Keeping Better Track of Conditions at Remote Network Equipment Sites

When managing network devices located at off-site data centers or in remote equipment cabinets, it isn’t always easy to tell when power to the remote network equipment has been interrupted and restored. Sure, you could always wait for users to complain that a server or router at the remote site didn’t recover correctly, but in a busy corporate network environment a network administrator often needs to be more proactive when it comes to dealing with power interruptions and disrupted network service. It’s pretty easy to tell when power at the remote network equipment site is out completely, but how does one recognize a situation where power momentarily blinks off and then back on again?

In most remote network equipment management applications, a console switch is often used to provide out of band management access to devices at the remote site in the event that primary network communication becomes unavailable or unstable. In addition to providing out of band access to console port command functions, a full-featured console switch can sometimes monitor power conditions at the remote site and then provide notification when power is interrupted and then restored. In many cases, this can allow administrators to detect power supplies on the verge of failure, or situations where the existing power supply might not be completely adequate to support the current load at the site.

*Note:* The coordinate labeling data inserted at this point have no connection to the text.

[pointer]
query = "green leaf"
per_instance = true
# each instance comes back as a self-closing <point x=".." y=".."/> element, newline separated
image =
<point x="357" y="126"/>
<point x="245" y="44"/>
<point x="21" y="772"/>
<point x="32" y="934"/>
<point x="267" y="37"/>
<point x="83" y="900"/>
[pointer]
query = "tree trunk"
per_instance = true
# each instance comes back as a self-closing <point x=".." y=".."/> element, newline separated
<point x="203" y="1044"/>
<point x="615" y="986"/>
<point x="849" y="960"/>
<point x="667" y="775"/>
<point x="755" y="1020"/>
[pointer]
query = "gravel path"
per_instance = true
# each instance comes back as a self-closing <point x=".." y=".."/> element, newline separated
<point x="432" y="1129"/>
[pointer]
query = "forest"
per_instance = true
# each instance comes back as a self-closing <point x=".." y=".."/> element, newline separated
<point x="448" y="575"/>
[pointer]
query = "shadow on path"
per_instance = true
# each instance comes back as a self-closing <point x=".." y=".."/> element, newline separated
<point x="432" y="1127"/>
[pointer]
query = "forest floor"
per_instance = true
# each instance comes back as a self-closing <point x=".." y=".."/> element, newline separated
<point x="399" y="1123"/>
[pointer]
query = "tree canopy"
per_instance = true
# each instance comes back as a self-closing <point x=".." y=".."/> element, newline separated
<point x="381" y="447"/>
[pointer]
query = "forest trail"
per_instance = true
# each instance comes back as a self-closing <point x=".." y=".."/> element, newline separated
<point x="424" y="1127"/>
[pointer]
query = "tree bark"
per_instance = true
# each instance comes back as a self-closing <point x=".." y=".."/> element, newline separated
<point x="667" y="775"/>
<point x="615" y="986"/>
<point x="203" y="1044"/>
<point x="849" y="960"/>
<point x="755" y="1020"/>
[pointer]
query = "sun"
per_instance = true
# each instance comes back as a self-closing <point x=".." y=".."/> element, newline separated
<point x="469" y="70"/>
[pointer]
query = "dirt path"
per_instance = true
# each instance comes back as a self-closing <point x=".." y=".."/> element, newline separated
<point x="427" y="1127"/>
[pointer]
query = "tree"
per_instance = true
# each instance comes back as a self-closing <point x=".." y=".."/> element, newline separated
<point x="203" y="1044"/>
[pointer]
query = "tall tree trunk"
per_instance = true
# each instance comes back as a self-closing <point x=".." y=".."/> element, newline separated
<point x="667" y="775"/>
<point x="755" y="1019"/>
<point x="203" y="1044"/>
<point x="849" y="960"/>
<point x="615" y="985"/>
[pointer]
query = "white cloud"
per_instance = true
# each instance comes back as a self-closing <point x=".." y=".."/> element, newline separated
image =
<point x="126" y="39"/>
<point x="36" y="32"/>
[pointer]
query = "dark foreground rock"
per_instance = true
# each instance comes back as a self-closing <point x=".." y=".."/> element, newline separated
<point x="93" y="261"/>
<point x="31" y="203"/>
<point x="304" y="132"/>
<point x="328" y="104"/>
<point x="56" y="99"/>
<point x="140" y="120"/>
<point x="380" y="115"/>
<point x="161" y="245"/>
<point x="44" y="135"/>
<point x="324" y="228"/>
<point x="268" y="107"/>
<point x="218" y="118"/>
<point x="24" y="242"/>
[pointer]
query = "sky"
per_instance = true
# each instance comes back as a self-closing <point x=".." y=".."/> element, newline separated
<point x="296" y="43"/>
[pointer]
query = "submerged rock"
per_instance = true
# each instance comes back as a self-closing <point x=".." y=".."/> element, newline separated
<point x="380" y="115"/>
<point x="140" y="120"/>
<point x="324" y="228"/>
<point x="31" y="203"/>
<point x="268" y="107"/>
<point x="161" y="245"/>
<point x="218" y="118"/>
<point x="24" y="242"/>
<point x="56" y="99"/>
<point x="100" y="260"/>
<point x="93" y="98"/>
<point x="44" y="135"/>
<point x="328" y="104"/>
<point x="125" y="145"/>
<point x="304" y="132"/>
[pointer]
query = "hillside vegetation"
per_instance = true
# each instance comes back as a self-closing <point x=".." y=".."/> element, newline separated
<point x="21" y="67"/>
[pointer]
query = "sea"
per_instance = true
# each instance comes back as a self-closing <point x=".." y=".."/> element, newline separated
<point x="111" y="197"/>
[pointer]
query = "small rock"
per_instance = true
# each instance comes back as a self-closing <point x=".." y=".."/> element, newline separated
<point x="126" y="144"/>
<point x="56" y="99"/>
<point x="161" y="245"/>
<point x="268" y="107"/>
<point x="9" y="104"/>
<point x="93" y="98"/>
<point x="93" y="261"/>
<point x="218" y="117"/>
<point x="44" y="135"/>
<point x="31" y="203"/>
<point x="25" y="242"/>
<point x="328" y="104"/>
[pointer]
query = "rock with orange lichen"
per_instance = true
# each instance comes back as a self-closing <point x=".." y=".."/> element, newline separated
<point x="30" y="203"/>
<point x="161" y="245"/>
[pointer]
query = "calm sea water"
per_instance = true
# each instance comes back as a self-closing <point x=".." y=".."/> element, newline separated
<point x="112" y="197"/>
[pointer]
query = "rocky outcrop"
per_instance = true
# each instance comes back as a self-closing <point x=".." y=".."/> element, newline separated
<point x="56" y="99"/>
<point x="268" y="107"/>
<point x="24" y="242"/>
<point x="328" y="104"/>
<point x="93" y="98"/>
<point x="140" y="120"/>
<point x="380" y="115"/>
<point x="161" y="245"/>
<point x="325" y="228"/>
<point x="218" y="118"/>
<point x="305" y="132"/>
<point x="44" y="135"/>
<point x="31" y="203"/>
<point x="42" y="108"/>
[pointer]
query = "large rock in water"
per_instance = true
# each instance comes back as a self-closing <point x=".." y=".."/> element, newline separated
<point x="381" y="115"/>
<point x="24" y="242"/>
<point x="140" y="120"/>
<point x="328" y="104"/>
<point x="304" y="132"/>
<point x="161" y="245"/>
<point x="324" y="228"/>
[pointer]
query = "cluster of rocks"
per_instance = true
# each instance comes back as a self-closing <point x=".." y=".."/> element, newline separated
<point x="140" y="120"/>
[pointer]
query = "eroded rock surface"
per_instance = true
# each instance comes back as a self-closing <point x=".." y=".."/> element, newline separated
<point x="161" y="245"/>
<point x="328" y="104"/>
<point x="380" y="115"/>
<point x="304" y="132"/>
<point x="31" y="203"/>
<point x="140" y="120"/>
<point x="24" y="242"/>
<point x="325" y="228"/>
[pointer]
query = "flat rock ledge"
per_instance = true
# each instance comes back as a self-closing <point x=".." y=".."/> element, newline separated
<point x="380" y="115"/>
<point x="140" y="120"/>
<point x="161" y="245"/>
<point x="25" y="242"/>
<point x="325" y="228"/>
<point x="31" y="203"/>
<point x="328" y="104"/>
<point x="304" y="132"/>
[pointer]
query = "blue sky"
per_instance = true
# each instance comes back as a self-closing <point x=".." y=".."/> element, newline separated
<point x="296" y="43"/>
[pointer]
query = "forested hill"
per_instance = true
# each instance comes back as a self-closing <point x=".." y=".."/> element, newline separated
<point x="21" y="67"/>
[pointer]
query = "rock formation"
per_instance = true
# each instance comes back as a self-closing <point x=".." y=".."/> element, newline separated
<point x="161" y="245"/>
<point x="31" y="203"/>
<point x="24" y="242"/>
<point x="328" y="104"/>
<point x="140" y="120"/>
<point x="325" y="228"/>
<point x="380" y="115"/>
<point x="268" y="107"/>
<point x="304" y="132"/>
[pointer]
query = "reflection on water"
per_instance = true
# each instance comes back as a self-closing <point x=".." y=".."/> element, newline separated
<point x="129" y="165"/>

Typically, a console switch that includes a power cycle alarm have the ability to detect power supply interruptions, and then automatically notify support personnel whenever the power supply is lost and then restored. In order to meet the needs of a wide variety of potential support personnel, the power cycle alarm should support several different popular communication protocols, including email, text messages, SNMP traps and SYSLOG messages. Although the presence of a power cycle alarm doesn’t give the console switch the ability to address the problem that caused the momentary power outage, it does provide administrators and support personnel with notification when the power supply at a remote site might be in need of attention.

Often, the toughest part of managing network devices located away from the central office is the fact that it’s difficult to know exactly what’s going on at the remote site until the problem becomes so bad that it effects network traffic. Although it’s widely recognized that a console switch can provide valuable out of band access to console port command functions on remote devices, many network support personnel often overlook the fact that a good, well-designed console switch can also help administrators to be kept better informed regarding important events and conditions at the remote site. When the console switch units at your off-site network equipment racks includes a power cycle alarm, this provides administrators and support personnel with a clearer view of power conditions at the remote site, and simplifies the task of recognizing problems at remote sites before they affect network communication.